Die Regelung reiht sich in die seit Jahren laufende Sprachpolitik des Landes ein, das nach der russischen Invasion 2022 die Rolle des Ukrainischen weiter gestärkt hat. Russisch bleibt zwar im Alltag vieler Menschen präsent, vor allem im Osten und Süden des Landes, erhält aber durch die neue Vorgabe keinen besonderen rechtlichen Schutz mehr.
Für den Schulbereich bedeutet das vor allem mehr Spielraum für die Behörden und die Bildungseinrichtungen vor Ort. Welche konkreten Einschränkungen im Unterricht daraus folgen, hängt von den jeweiligen nationalen und regionalen Vorgaben ab. Auch im Kontakt mit staatlichen Stellen dürfte die Umstellung spürbar sein, weil Services auf Russisch nicht mehr verpflichtend bereitgestellt werden müssen.

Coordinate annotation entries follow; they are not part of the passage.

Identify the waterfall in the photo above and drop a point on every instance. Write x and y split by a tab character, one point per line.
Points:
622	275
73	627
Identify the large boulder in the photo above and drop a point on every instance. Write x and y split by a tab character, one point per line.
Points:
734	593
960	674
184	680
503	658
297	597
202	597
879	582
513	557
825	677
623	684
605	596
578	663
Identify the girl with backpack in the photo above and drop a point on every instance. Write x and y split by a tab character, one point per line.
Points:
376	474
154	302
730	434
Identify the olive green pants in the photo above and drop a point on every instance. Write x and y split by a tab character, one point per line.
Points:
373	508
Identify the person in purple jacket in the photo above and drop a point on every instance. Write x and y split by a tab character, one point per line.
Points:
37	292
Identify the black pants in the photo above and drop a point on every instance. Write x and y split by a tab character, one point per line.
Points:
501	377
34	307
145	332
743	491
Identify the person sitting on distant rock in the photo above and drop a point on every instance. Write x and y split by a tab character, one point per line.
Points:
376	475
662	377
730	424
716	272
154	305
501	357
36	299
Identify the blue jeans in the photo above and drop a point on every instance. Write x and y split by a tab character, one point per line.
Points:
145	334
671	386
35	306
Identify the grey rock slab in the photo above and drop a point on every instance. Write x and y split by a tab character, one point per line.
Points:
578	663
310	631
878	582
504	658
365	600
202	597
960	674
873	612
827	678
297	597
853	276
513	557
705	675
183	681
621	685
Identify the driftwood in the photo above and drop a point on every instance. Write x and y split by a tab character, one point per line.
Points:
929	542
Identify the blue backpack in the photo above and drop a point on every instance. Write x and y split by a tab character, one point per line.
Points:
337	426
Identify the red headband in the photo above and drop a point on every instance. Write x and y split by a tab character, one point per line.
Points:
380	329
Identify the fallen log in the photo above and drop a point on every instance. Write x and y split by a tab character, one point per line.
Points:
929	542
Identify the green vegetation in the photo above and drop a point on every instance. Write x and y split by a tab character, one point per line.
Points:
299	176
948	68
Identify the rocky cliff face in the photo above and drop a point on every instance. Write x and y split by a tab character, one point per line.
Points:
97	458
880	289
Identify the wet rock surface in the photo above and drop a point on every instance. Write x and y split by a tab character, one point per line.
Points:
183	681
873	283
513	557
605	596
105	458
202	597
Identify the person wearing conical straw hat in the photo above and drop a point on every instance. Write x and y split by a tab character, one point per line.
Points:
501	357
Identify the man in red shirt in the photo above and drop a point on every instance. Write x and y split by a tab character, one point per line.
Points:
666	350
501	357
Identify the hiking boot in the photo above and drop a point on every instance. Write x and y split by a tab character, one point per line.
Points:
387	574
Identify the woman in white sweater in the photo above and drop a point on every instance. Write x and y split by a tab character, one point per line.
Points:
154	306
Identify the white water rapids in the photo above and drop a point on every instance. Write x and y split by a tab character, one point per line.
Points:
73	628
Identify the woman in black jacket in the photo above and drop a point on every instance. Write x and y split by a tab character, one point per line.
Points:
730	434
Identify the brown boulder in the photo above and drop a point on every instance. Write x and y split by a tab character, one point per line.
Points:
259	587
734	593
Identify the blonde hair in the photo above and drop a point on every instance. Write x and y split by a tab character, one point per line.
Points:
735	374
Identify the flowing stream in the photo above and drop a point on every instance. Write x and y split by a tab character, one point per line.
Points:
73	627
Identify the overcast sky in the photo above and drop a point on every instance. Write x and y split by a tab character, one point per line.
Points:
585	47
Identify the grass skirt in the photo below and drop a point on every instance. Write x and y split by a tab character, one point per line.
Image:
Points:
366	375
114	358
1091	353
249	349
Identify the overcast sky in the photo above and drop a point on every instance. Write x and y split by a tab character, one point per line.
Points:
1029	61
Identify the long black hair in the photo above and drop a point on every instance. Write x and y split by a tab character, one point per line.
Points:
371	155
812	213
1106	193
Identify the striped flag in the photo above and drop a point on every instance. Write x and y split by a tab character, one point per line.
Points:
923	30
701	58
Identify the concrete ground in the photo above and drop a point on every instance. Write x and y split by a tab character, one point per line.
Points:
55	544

Die Entscheidung ist politisch sensibel, weil Sprachfragen in der Ukraine seit langem eng mit Identität, Staatlichkeit und der Abgrenzung von Russland verbunden sind. Seit Kriegsbeginn hat Kiew die Ukrainisierung des öffentlichen Lebens beschleunigt, zugleich aber immer wieder darauf hingewiesen, dass Minderheitensprachen in anderen Bereichen weiterhin geschützt bleiben sollen.

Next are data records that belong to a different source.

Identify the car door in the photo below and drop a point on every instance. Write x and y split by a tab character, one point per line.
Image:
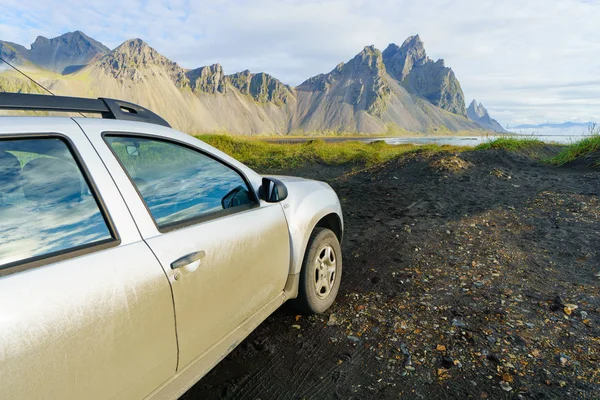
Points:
226	253
85	308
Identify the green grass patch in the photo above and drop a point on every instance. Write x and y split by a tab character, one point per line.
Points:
583	148
510	144
261	154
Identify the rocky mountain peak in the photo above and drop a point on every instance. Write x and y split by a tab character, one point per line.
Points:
210	79
477	109
262	87
362	79
400	60
129	59
65	53
369	58
410	65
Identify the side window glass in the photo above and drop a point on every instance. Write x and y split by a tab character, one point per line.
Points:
179	184
46	206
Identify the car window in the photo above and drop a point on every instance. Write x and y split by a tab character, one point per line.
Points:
46	205
177	183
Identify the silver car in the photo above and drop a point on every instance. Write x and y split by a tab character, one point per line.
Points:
134	257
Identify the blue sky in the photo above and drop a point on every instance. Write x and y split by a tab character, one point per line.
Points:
528	61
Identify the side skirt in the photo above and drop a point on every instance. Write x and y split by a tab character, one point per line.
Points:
194	371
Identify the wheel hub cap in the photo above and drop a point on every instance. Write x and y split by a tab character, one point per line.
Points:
325	271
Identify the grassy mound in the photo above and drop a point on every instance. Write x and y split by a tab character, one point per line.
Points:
510	144
586	150
266	155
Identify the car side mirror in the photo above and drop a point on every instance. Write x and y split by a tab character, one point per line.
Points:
272	190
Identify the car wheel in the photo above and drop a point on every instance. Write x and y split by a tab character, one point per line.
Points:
321	273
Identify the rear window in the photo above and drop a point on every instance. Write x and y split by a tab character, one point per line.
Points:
46	205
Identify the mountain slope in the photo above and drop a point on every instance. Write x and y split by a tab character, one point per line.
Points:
63	54
434	81
398	90
361	96
479	114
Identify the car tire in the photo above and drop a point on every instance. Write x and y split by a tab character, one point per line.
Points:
321	273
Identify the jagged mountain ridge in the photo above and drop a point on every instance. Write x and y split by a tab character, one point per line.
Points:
478	113
363	95
63	54
410	65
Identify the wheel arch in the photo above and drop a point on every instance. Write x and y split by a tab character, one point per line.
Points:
333	222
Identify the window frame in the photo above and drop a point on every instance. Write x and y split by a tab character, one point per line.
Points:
189	221
72	252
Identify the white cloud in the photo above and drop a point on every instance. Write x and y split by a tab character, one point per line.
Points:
526	61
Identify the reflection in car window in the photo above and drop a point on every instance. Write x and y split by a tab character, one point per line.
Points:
178	183
45	203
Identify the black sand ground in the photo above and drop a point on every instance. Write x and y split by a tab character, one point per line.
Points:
469	278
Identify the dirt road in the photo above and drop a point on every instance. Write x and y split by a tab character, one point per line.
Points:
476	276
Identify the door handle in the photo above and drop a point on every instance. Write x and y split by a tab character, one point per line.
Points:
188	259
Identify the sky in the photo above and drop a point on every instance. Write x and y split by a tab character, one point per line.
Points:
531	61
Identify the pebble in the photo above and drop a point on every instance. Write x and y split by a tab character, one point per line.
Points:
332	320
458	323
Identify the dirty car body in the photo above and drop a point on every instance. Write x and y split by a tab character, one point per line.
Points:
134	257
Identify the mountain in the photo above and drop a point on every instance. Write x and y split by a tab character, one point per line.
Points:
410	65
361	96
63	54
479	114
400	89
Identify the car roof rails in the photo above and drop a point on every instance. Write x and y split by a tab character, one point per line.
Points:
108	108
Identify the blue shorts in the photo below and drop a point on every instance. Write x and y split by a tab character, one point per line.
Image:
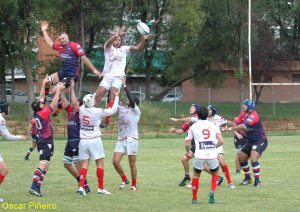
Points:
69	75
45	148
34	137
258	146
72	148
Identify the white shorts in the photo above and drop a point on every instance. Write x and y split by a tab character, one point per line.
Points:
109	82
220	150
91	149
128	146
211	163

Russisch war in der Ukraine historisch weit verbreitet. Nach dem Angriff Russlands auf das Land hat sich die gesellschaftliche und politische Stimmung jedoch deutlich verschoben. Die neue Regelung setzt diesen Kurs fort und dürfte auch außerhalb des Bildungswesens Folgen haben, etwa in der Verwaltung und im Umgang mit Bürgerinnen und Bürgern.